I must have heard the story a thousand times. One September day, my dad got on a plane from Tbilisi to Leningrad (née St. Petersburg) for a trip that was going to change his life. His guy friends pushed him to follow his heart and hop across the Caucasus mountains. "If you like her so much then just go there and talk to her, Leningrad is not America," they said.
So Guram Lomsadze arrived in the cultural capital of a stagnated empire. The Soviet Union was then drowning in corruption, red tape and food shortages – all under the bleary gaze of a fossilized leader with bushy eyebrows.
Although he was entitled to it, Dad failed to get a room at the Dormitory for the Young Scholars and Postgraduate Students. The superintendent said he could rustle up a room if Dad could rustle up a bottle of Georgian brandy. He then tried his luck at a hotel and managed to charm the administrator, one of those fierce Russian ladies whose role was both bouncer and snitch.
"You seem like a decent man, but, for future reference, this girl here could use a little souvenir [brandy] from Georgia," she deadpanned, handing him a room key.
Next day, he headed to the State Technological Institute, where Mom was honing her research credentials. He furtively studied her routine and prepared to make his move. But the first order of business was a wee bit of shopping.
Dad was not much of a dresser, but it was A) a big day and B) the 1970s. So he went to Gostiny Dvor and let the flirty attendants pick a paisley-print shirt, a snug black blazer with pointy collar, and a pair of bell-bottoms. "She'll be swept off her feet," the giggling girls reassured him. "If not, you know where to find us, handsome."
Then there he was, pacing in a corridor, checking his watch and mentally practicing his bump-into-her-by-chance act. He nearly chickened out when my mom appeared. Click-clacking on sandal heels, Medea Asatiani-Chagunava came down the stairs in a flowing, floral sundress, pulled chokingly tight at the waist, with waves of brown hair falling on her shoulders (I always pictured this part in slow-mo). Again, he felt that he was completely out of her league. "She had the figure of Brigitte Bardot and the brain of Marie Curie," he was wont to say.

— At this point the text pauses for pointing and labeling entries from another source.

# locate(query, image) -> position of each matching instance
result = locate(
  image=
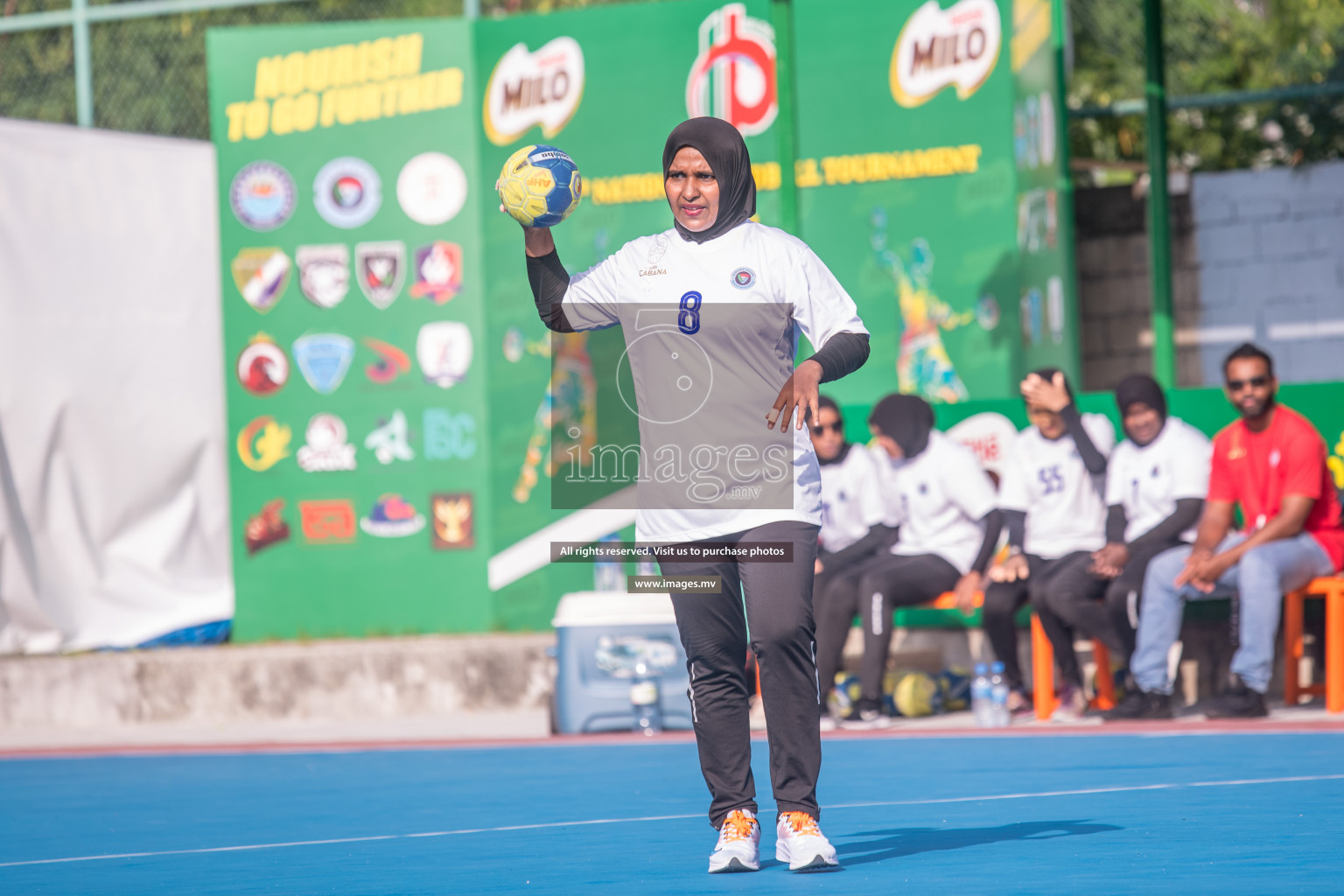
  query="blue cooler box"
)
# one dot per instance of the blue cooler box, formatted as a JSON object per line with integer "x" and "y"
{"x": 596, "y": 627}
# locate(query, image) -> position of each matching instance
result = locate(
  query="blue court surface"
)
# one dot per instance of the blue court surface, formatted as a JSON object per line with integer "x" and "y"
{"x": 1199, "y": 813}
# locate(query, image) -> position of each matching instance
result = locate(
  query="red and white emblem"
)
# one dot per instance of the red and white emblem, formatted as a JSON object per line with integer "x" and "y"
{"x": 734, "y": 75}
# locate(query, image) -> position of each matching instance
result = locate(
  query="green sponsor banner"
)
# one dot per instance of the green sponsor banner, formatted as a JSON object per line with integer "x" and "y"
{"x": 906, "y": 187}
{"x": 353, "y": 308}
{"x": 396, "y": 407}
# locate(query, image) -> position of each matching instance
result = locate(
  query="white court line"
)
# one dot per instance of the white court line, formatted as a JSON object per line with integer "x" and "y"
{"x": 626, "y": 821}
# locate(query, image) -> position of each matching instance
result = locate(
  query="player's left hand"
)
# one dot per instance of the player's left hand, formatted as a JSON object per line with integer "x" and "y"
{"x": 1050, "y": 396}
{"x": 799, "y": 393}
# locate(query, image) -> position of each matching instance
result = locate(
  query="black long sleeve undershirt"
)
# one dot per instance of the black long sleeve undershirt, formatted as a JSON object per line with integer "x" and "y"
{"x": 993, "y": 522}
{"x": 877, "y": 539}
{"x": 1183, "y": 517}
{"x": 1093, "y": 459}
{"x": 1016, "y": 522}
{"x": 842, "y": 355}
{"x": 549, "y": 281}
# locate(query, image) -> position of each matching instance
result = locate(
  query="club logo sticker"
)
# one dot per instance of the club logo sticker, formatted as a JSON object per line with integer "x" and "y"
{"x": 347, "y": 192}
{"x": 262, "y": 195}
{"x": 448, "y": 436}
{"x": 266, "y": 528}
{"x": 390, "y": 441}
{"x": 529, "y": 89}
{"x": 262, "y": 444}
{"x": 261, "y": 276}
{"x": 734, "y": 75}
{"x": 390, "y": 364}
{"x": 940, "y": 49}
{"x": 431, "y": 188}
{"x": 327, "y": 522}
{"x": 393, "y": 517}
{"x": 323, "y": 273}
{"x": 381, "y": 270}
{"x": 327, "y": 449}
{"x": 262, "y": 367}
{"x": 438, "y": 271}
{"x": 444, "y": 351}
{"x": 453, "y": 517}
{"x": 324, "y": 360}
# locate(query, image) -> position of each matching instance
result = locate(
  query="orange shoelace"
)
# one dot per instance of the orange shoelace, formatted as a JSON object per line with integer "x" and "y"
{"x": 737, "y": 826}
{"x": 802, "y": 823}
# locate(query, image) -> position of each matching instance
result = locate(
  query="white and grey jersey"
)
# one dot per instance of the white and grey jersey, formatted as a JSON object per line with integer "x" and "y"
{"x": 711, "y": 332}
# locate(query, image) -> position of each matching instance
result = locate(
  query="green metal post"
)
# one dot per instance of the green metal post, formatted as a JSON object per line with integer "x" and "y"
{"x": 1158, "y": 203}
{"x": 781, "y": 15}
{"x": 1065, "y": 185}
{"x": 84, "y": 66}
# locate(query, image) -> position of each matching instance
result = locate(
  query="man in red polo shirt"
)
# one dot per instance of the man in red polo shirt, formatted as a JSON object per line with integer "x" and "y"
{"x": 1271, "y": 464}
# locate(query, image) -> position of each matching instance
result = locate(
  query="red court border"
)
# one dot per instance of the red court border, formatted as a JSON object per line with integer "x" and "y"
{"x": 1150, "y": 728}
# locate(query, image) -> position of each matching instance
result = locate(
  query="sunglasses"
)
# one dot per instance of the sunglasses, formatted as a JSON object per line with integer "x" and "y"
{"x": 1256, "y": 382}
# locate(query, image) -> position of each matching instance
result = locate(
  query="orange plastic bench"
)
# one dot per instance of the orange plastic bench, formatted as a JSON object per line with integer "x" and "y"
{"x": 1043, "y": 673}
{"x": 1331, "y": 589}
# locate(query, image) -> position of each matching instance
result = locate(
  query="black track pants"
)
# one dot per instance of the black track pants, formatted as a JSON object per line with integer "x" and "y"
{"x": 1003, "y": 599}
{"x": 835, "y": 599}
{"x": 898, "y": 580}
{"x": 777, "y": 598}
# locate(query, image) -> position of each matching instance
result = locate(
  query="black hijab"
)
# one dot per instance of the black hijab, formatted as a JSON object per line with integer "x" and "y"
{"x": 905, "y": 418}
{"x": 1140, "y": 387}
{"x": 724, "y": 148}
{"x": 822, "y": 402}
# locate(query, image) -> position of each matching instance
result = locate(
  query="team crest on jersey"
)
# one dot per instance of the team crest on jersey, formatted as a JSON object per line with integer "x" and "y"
{"x": 261, "y": 276}
{"x": 262, "y": 367}
{"x": 324, "y": 359}
{"x": 381, "y": 270}
{"x": 347, "y": 192}
{"x": 323, "y": 273}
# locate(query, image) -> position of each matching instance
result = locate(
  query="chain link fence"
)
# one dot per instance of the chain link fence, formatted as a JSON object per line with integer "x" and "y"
{"x": 150, "y": 73}
{"x": 1251, "y": 83}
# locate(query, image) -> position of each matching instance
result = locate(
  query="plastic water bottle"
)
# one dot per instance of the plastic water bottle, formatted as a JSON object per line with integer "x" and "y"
{"x": 646, "y": 705}
{"x": 608, "y": 575}
{"x": 980, "y": 697}
{"x": 999, "y": 696}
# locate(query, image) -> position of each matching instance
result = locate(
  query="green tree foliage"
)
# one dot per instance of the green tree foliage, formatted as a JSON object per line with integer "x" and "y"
{"x": 150, "y": 74}
{"x": 1213, "y": 46}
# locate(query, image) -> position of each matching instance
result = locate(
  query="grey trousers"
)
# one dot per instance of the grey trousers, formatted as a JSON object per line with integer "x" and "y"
{"x": 772, "y": 601}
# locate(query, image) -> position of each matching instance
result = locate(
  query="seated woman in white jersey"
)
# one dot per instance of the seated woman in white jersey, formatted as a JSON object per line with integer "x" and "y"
{"x": 854, "y": 531}
{"x": 711, "y": 263}
{"x": 949, "y": 522}
{"x": 1155, "y": 492}
{"x": 1051, "y": 497}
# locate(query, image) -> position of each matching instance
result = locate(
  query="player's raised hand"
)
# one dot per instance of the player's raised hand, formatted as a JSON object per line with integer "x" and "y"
{"x": 800, "y": 394}
{"x": 1050, "y": 396}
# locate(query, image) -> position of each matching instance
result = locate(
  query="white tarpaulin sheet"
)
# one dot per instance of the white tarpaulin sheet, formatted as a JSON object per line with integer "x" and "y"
{"x": 113, "y": 497}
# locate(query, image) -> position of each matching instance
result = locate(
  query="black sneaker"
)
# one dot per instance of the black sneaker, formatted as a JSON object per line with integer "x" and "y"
{"x": 1238, "y": 702}
{"x": 1138, "y": 705}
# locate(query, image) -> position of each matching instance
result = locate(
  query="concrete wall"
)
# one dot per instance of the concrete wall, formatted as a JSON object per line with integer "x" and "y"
{"x": 1258, "y": 256}
{"x": 1271, "y": 266}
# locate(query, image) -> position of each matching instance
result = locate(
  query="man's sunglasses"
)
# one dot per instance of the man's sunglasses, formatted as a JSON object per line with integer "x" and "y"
{"x": 1256, "y": 382}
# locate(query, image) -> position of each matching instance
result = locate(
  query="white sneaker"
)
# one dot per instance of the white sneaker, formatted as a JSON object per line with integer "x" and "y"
{"x": 800, "y": 843}
{"x": 739, "y": 844}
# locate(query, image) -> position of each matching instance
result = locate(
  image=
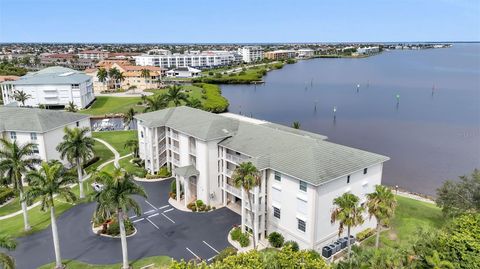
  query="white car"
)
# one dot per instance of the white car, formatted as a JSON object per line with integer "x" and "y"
{"x": 97, "y": 186}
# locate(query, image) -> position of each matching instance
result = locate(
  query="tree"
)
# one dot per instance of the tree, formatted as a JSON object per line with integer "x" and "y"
{"x": 348, "y": 213}
{"x": 132, "y": 144}
{"x": 296, "y": 125}
{"x": 71, "y": 107}
{"x": 15, "y": 161}
{"x": 77, "y": 147}
{"x": 52, "y": 179}
{"x": 21, "y": 96}
{"x": 247, "y": 177}
{"x": 117, "y": 197}
{"x": 6, "y": 261}
{"x": 461, "y": 196}
{"x": 175, "y": 95}
{"x": 381, "y": 204}
{"x": 129, "y": 117}
{"x": 155, "y": 103}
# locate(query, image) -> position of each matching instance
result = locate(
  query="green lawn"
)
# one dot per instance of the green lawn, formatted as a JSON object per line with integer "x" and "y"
{"x": 117, "y": 139}
{"x": 158, "y": 261}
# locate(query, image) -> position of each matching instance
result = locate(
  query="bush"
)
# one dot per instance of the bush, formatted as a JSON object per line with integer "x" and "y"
{"x": 292, "y": 244}
{"x": 365, "y": 234}
{"x": 229, "y": 251}
{"x": 276, "y": 239}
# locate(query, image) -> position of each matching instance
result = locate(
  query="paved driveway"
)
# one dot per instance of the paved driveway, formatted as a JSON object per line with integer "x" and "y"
{"x": 162, "y": 230}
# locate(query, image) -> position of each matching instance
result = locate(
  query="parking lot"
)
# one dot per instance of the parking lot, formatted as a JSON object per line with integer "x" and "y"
{"x": 161, "y": 230}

She spotted him and there was no going back. All the carefully rehearsed lines came bursting out in a mumbled volley. "Is it not incredible that both of us ended up in Leningrad? I mean what are the odds? Since we are both here, could you do me a huge favor? I need to buy a coat for my friend's daughter, but I'm very bad at this. Could you possibly come to the shops with me and help me choose. I'd be eternally grateful…"
Mom waited for the rambling soliloquy to end with a polite smile. She then graciously declined. As he watched her walk off, he felt extremely stupid, standing there in the crowd, all spruced up and shaved to a gloss. The painfully planned trip was a total fiasco.
Mom
Medea went click-clacking down Gorky Street thinking, "not again and not here." Part of the reason she moved to Leningrad was to escape the suitors who chased her back in Tbilisi. Matchmaking was a popular pastime in the vapid, wood-paneled corridors of academia, where she was considered a rare catch: She had defended her chemistry dissertation at a young age, came from an old professorial family, and looked more like a fashion model than a scientist.

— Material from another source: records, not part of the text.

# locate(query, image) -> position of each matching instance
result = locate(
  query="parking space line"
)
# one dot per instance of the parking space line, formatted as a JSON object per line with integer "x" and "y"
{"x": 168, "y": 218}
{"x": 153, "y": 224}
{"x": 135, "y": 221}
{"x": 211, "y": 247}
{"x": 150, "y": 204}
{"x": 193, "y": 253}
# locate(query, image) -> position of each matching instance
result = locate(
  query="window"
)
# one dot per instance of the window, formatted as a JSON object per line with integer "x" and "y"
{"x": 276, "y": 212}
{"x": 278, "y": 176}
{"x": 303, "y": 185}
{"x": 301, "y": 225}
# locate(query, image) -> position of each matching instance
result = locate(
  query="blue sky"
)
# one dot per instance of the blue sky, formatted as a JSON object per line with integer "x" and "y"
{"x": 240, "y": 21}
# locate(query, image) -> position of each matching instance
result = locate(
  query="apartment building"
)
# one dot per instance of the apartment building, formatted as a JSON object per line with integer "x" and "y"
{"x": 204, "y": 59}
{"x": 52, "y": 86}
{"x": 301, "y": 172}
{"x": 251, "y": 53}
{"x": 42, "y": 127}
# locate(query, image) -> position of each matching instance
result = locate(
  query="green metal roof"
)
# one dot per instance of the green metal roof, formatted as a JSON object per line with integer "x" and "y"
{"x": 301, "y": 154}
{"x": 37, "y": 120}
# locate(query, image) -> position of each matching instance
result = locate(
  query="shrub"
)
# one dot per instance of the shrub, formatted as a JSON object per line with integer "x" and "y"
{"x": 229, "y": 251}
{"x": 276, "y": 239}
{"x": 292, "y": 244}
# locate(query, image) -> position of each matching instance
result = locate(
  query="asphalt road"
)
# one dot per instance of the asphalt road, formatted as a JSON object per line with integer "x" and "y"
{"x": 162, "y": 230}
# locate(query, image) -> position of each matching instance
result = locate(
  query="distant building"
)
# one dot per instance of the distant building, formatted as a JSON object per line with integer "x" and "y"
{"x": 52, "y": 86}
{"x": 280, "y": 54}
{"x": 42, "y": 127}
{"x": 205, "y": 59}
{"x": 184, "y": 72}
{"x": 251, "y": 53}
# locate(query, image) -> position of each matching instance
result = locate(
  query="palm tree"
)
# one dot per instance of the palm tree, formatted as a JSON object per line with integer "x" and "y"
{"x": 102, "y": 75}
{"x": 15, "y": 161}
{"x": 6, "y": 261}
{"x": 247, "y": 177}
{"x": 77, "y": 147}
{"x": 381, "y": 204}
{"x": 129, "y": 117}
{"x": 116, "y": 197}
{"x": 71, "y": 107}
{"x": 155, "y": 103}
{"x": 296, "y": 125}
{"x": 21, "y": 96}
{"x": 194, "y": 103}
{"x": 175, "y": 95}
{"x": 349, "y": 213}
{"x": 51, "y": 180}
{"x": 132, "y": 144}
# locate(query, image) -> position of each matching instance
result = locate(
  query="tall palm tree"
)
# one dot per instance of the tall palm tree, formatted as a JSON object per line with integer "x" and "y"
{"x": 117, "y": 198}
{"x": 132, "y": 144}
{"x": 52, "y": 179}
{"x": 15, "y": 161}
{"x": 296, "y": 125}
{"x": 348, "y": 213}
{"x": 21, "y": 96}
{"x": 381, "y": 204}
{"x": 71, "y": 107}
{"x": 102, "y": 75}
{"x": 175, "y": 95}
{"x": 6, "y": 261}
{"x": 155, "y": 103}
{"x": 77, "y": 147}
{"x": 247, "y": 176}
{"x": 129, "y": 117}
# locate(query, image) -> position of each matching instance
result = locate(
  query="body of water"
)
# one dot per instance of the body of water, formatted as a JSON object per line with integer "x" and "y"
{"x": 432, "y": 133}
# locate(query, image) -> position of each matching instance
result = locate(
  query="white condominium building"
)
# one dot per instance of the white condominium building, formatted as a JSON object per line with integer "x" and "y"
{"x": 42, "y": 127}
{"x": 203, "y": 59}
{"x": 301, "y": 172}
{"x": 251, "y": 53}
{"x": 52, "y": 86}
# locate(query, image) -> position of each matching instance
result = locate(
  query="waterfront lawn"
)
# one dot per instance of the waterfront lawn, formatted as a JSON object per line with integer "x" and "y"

Every now and then, the head of a neighboring department would pop into the lab, push a confused son past test tubes and vials toward my mother, and suggest they experiment with ammonium chloride together.

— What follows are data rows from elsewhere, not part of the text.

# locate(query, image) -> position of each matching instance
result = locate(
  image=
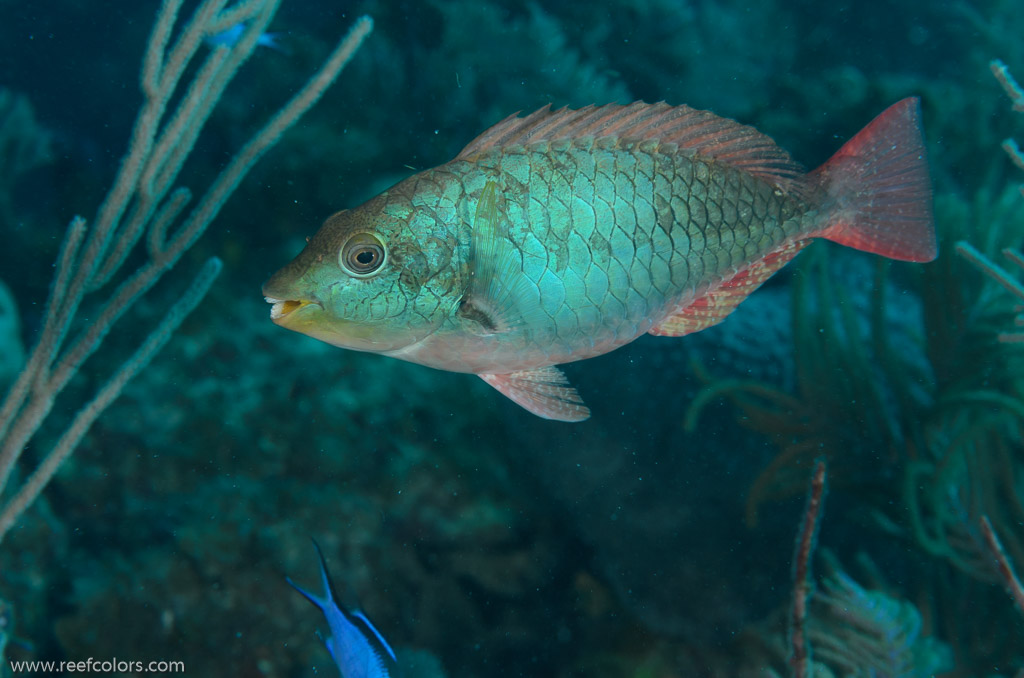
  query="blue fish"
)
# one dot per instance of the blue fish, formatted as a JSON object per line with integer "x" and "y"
{"x": 357, "y": 648}
{"x": 230, "y": 36}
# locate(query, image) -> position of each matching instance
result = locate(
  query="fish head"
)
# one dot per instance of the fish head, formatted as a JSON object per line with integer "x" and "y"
{"x": 370, "y": 280}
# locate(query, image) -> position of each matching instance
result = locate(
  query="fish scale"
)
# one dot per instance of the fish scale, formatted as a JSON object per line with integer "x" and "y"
{"x": 566, "y": 234}
{"x": 648, "y": 263}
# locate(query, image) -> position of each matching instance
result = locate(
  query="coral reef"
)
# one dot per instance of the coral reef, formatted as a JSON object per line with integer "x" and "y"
{"x": 480, "y": 543}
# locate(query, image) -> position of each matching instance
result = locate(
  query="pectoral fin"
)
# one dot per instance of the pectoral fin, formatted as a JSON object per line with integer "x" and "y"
{"x": 717, "y": 304}
{"x": 500, "y": 296}
{"x": 544, "y": 391}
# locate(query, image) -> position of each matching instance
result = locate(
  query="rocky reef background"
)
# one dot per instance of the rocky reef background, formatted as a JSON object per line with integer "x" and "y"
{"x": 485, "y": 541}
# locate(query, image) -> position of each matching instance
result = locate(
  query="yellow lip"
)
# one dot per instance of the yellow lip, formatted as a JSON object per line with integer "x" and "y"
{"x": 283, "y": 307}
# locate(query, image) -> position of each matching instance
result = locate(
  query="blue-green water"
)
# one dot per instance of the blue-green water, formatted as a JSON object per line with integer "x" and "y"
{"x": 655, "y": 539}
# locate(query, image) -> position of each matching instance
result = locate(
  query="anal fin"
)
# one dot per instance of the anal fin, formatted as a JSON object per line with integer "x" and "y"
{"x": 719, "y": 302}
{"x": 544, "y": 391}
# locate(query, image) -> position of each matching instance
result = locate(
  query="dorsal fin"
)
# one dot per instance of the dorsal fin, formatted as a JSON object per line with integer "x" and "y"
{"x": 704, "y": 132}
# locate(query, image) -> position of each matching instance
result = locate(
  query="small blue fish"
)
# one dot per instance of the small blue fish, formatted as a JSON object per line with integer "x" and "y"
{"x": 357, "y": 648}
{"x": 230, "y": 36}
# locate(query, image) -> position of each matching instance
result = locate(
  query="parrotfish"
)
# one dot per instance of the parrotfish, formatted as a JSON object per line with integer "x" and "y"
{"x": 356, "y": 646}
{"x": 564, "y": 235}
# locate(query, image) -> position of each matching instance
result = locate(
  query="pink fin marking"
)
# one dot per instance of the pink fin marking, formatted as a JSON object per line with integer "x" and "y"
{"x": 717, "y": 304}
{"x": 879, "y": 193}
{"x": 704, "y": 132}
{"x": 544, "y": 391}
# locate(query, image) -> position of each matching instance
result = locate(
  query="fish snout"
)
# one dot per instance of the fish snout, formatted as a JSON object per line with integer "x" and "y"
{"x": 284, "y": 297}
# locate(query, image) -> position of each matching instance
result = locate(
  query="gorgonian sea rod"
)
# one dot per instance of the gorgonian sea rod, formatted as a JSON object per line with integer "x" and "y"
{"x": 565, "y": 235}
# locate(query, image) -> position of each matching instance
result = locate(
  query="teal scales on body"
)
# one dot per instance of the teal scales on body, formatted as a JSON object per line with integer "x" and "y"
{"x": 565, "y": 235}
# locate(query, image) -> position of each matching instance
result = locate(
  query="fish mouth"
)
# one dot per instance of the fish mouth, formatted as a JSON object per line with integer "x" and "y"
{"x": 283, "y": 307}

Or she'd come home to a trap set by her relatives. "We were just in the neighborhood. Do you remember Sandro [or Misha or Giorgi or David]," Aunt Tina would say, pointing to another smiling face in the corner. "Come on, just close your eyes, hold your nose and marry one of them," Tina would hiss. "It will be too late when you turn 30."
My mother appreciated male attention, but, when push came to shove, the only chemistry that truly interested her was the organic kind. She was convinced that all men, except her dearly departed father, were difficult and moody, and she did not want one in her life.
Leningrad offered a respite from the pressure. It was a big move, going from sunny little Tbilisi, where everyone knew everyone, to a big cold city, where she could get lost in the crowd. She was content with her life and focused on her research. My grandmother would come visit and they strolled through the shopping galleries, went to theaters, popped into the Hermitage.
But as she walked home on that day, she did admit to herself that there was something extremely charming about that goofy, overdressed man's kindly smile. "He seemed like a very decent man," she would tell me.
Natalya Sergeyevna
Of course a girl would turn down the first pass – Dad's gang told him when he returned to Tbilisi – you must try at least three times. So he enrolled in a professional training course and returned to Leningrad.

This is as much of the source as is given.